Resource Constraints Choke QECH Stroke Unit; A Year On
Imagine you are at the comfort of your home on what you anticipated to be a peaceful night, and you receive a phone call only to be informed that your loved one has fainted.
That is what a Blantyre Resident Rhoda Maganga, once a guardian to 29-year-old Alefa Chisese who battled stroke in June 2022 and was later discharged in September the same year experienced.
"I was just informed that my child has fainted and she was at BCA by then. I started off very early the next morning and I followed her to the hospital where she was rushed to," Maganga recalls seeing her last-born daughter in an unconscious state.
"She couldn't speak or eat, she was unconscious and they had put pipes in her nostrils so that her body at least gets some water and food," she added.
Her daughter Alefa, was diagnosed with stroke.

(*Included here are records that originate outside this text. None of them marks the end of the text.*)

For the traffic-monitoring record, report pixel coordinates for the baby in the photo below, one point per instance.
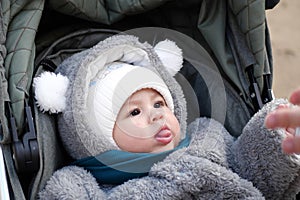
(124, 123)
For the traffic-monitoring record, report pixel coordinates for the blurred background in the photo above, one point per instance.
(284, 25)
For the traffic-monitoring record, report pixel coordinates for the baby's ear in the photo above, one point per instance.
(170, 55)
(50, 92)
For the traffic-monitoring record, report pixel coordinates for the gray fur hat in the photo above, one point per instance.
(67, 90)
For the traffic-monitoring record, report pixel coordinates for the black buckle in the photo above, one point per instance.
(25, 151)
(254, 90)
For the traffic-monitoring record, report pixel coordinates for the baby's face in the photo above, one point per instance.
(145, 124)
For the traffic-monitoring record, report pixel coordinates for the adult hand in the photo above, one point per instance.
(288, 118)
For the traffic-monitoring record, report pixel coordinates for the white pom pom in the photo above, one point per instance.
(50, 90)
(170, 55)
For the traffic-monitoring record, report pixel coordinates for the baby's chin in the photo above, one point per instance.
(167, 147)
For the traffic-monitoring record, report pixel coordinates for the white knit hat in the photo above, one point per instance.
(112, 87)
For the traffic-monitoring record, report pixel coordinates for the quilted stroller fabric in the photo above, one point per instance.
(28, 28)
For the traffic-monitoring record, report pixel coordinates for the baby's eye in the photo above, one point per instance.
(135, 112)
(159, 104)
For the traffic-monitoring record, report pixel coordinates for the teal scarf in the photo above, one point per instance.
(116, 166)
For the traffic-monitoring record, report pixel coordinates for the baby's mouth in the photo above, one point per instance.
(164, 135)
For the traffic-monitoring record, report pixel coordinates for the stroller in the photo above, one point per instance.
(37, 35)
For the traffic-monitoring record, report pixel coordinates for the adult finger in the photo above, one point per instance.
(291, 145)
(285, 117)
(295, 97)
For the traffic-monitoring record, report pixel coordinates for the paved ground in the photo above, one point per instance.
(284, 24)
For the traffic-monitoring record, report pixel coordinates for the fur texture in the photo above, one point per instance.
(213, 166)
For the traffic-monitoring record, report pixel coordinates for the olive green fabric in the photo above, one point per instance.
(20, 21)
(202, 20)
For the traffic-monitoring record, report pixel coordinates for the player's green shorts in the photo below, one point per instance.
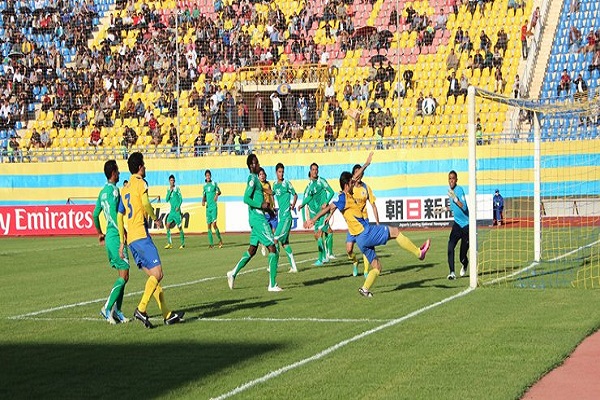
(211, 214)
(261, 233)
(112, 248)
(175, 217)
(282, 232)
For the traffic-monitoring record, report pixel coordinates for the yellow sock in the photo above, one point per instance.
(151, 285)
(373, 274)
(160, 300)
(408, 245)
(352, 257)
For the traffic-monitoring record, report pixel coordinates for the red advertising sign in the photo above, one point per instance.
(47, 220)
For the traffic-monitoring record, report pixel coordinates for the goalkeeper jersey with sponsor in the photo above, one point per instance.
(108, 203)
(284, 191)
(363, 194)
(461, 215)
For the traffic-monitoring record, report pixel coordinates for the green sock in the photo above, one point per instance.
(329, 243)
(120, 298)
(288, 251)
(273, 260)
(114, 293)
(242, 263)
(321, 249)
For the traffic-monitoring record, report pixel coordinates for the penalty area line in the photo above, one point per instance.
(175, 285)
(335, 347)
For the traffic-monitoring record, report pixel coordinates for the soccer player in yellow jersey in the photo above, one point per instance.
(367, 236)
(362, 194)
(136, 207)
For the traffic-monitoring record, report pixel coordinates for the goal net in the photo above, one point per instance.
(547, 171)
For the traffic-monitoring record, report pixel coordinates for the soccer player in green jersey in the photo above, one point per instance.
(318, 194)
(260, 230)
(108, 204)
(174, 198)
(286, 198)
(367, 236)
(209, 199)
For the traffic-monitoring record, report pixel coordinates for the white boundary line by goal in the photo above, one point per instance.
(337, 346)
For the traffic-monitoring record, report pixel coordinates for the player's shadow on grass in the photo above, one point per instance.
(220, 308)
(147, 369)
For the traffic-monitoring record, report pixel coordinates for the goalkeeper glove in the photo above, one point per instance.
(452, 195)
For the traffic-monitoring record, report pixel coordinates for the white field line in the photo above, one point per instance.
(243, 319)
(337, 346)
(535, 263)
(176, 285)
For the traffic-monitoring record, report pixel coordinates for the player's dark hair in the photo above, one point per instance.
(249, 159)
(345, 179)
(109, 167)
(135, 162)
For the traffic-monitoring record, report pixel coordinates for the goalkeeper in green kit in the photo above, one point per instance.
(108, 204)
(175, 199)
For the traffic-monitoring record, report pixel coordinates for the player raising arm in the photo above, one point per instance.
(367, 236)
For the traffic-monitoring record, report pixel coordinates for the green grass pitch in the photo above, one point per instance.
(318, 339)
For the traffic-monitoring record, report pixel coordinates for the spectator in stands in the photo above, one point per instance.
(452, 60)
(453, 85)
(329, 138)
(499, 82)
(45, 139)
(400, 90)
(574, 6)
(173, 138)
(514, 5)
(408, 79)
(525, 33)
(574, 37)
(517, 87)
(535, 16)
(130, 136)
(581, 88)
(276, 101)
(501, 41)
(564, 83)
(140, 109)
(466, 44)
(442, 20)
(95, 137)
(258, 109)
(419, 105)
(595, 61)
(13, 150)
(35, 140)
(365, 91)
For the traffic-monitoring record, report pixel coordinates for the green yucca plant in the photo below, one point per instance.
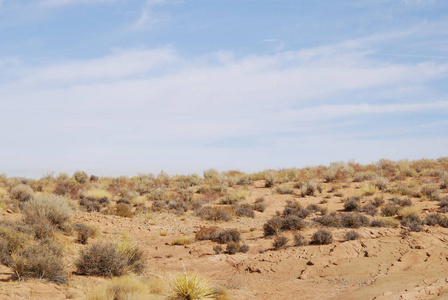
(189, 286)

Stroke is a medical condition which is triggered when blood supply to the brain is interrupted or reduced and to stroke patients, the impacts are devastating as they either result in death or disability.
Stroke patient support does not only have an effect on the patient, it is a condition that brings a toll on family members and medical practitioners.
In most instances of such nature, family members, usually especially from low income countries like Malawi, anticipate the worst, but Alefa fought the battle thanks to the expertise and personnel at Blantyre's Queen Elizabeth Central Hospital (QECH) Stroke Unit.
According to Alefa, she only has sketches of her ordeal but her condition has significantly improved.
"I am told I was unconscious for two weeks, and when I woke up I needed special care because I could not do anything on my own but look at me now, i am back on my feet," she said.
The stroke unit at QECH is the sole government facility offering such services in the country and was set up through a partnership between the University College London and Queen Elizabeth Central Hospital. The partnership saw massive response for collaboration from partners notably the Malawi Liverpool Wellcome Trust.
Since its opening in May 2022, the hospital has served 85 patients. Out of the 85, five did not make it, and 80 survived.
In most instances, stroke occurs when people are in their 40's or 50's but in Malawi, stroke has not spared the youth, middle aged and the aged.
Despite these success stories, the stroke unit is choked as it has inadequate human resources, according to Meclean Chingwalu, senior nurse officer at QECH.
"The unit is supposed to have a 1:1 ratio which we haven’t achieved and we have been having temporary nurses who we do not see them stay," she says.
Chingwalu observes green pastures as an attributing factor to the challenge at hand.
However, the medical practitioners through teamwork have throughout managed implementable care protocols to facilitate holistic care for patients with stroke.
According to the United Nations Development Goals (SDGs), healthy lives and the promotion of the well-being of people including Non Communicable Diseases, which stroke falls into is a priority goal and given the circumstance, the government of Malawi is aware of the situation.
Principal Secretary for the Ministry of Health Dr Samson Mndolo told Zodiak Online that government is looking into the issue.
"We are discussing that and we are going to recruit. The new financial year has just started but we are going to recruit. If you ask me on the exact date i can't say but plans to recruit are in progress," he said.
Statistics according to the 2022 journal of global health report indicate that stroke is the fourth leading cause of death in Malawi, thus after HIV/AIDS, respiratory tract infections and malaria.